This month’s theme is something I’ve been thinking about for a while but wasn’t sure if it would resonate with anyone. The theme is “Before and After: Stories that divide your life.” At first I thought maybe it was a little too dramatic. Not everyone has a life-changing event that sharply divides the first part of your life from the second. But then I realized that we all have little things that happen to us where we can see that there was some sort of before and after effect.

The last couple of days I’ve been listing off all the things in my life that represent some kind of that-was-me-then and this-is-men-now. I just realized this week that it was 10 years ago since I joined Weight Watchers and started bringing my lunches to work. Every Sunday for 10 years I’ve cooked five days worth of lunches so I’m not tempted to eat a giant portion of something at a restaurant. Making lunches seems like a tiny little thing but when I think about it terms of a decade of healthy eating it makes me feel pretty good.

Naturally, I have some big before-and-after stories, my parents dying, my son being born, moving to Washington in ’95. But the little stories are the ones that I’m having the most fun thinking about this week.

In 2007, I was driving one of favorite comics to a gig when he told me the difference between telling a joke and being funny.
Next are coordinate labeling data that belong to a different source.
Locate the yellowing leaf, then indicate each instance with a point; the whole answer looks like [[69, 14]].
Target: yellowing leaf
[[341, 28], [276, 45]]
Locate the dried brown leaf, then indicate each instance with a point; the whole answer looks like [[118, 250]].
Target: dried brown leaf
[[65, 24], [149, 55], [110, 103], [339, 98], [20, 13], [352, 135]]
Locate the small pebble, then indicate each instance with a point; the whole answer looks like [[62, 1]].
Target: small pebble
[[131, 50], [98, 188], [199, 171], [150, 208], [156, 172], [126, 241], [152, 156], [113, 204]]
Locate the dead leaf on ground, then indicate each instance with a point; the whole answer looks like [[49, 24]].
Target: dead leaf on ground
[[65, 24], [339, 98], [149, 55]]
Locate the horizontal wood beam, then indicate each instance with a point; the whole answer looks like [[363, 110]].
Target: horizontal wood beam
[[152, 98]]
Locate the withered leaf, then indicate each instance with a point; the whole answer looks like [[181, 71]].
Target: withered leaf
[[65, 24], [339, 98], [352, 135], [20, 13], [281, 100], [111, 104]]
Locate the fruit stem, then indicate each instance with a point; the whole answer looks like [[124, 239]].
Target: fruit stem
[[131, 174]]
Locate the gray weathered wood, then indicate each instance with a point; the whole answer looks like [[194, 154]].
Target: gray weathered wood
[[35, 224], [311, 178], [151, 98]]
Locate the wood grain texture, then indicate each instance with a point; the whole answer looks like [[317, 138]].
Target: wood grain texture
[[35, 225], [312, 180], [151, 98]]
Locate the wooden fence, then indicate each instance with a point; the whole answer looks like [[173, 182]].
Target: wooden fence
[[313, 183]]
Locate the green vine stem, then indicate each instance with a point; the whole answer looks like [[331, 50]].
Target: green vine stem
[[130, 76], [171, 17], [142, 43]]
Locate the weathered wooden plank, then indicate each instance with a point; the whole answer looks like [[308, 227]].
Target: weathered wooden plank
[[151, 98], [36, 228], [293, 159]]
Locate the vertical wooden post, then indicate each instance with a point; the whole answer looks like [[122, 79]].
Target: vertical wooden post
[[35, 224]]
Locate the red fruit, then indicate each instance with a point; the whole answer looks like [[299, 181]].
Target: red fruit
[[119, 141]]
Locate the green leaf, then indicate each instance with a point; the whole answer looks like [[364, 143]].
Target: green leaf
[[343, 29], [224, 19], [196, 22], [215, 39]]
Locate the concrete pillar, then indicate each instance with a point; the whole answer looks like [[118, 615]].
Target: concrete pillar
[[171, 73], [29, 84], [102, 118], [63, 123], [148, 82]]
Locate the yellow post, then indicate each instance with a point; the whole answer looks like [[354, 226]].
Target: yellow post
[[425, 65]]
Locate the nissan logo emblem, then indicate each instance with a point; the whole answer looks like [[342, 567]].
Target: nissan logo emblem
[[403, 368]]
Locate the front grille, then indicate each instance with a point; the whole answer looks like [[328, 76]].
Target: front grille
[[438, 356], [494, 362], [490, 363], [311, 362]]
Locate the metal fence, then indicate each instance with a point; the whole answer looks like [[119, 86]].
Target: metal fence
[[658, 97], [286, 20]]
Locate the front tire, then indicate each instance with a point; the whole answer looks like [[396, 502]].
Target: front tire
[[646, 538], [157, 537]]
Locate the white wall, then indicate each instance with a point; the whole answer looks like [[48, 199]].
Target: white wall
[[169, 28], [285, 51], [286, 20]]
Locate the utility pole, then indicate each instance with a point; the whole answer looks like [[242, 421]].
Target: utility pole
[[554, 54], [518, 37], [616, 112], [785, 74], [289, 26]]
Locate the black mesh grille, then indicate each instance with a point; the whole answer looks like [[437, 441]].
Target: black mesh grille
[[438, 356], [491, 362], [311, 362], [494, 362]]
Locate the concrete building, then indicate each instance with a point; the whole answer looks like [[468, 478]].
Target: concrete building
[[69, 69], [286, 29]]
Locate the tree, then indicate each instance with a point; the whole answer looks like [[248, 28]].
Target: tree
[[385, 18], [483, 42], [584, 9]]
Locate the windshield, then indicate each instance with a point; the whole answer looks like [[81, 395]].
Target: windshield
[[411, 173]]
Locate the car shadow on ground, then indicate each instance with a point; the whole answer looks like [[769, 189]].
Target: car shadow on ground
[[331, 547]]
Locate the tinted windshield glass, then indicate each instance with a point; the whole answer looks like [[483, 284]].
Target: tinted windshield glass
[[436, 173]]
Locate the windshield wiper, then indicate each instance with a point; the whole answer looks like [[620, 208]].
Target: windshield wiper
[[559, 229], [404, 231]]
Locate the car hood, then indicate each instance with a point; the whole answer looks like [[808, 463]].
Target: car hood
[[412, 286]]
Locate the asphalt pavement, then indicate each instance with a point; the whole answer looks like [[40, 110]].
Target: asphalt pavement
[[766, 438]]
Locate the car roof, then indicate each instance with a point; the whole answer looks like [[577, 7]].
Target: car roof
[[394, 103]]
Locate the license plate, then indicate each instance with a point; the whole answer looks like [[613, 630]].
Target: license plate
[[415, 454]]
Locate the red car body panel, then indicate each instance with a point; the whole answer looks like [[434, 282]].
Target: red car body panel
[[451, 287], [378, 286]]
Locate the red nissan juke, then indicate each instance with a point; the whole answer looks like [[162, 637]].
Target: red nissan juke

That 30-minute conversation on SR 167 changed how I write and eventually led me to storytelling.

There was the time in the gym in 2009 when I did my first pull-up. For most of my life I’d been the weakest guy in the room. Ten push-ups was a struggle. If three of us had to move a couch I’d be the one holding the pillows while the other two moved the thing upstairs. But the day I did that first pull-up, man I felt like the baddest man in three counties. I was Bruce Lee, Chuck Norris and Grizzly Adams all rolled into one. I walked around town for the next two hours looking for a robbery to stop.

I remember a long time ago when I got an email out of the blue telling me that the NPR affiliate in Austin was going to play an audio story I made about my dad on Father’s Day. I had finished the story nine years earlier but no one in my family wanted to hear it. So it sat online for years collecting Google dust before someone halfway across the country heard it and decided it was good. For nine years I wondered why almost no one wanted to listen to it. When I sent it to Transom.org, the producer wrote back to say he had no idea what he was listening to. I had no idea what he meant by but I was pretty sure it meant he didn’t like it. But then, someone in a little studio in Austin found it and decided it was perfect for their Father’s Day show. They played it again the following year. And the year after that. I didn’t make any money from it but I’ve been living off the emotional residuals ever since. I learned that I’m not for everyone but I might be for someone. And that’s enough for me.

And that is the kind of story we’re looking for. The theme for July’s show is “Before and After: Stories that divide your life.” Bring a true, 8-minutes-or-less story about something that happened where you think of your life before and after that event. I know you have lots of those moments so pick one of them and figure out how to tell that story. Remember to keep it clean and practice out loud as often as possible.

Here are the rules and guidelines to help you along:

https://freshgroundstories.wordpress.com/2013/01/22/storytelling-rules-and-guidelines/

I hope to see you on July 27 at 7pm at Roy Street Coffee and Tea.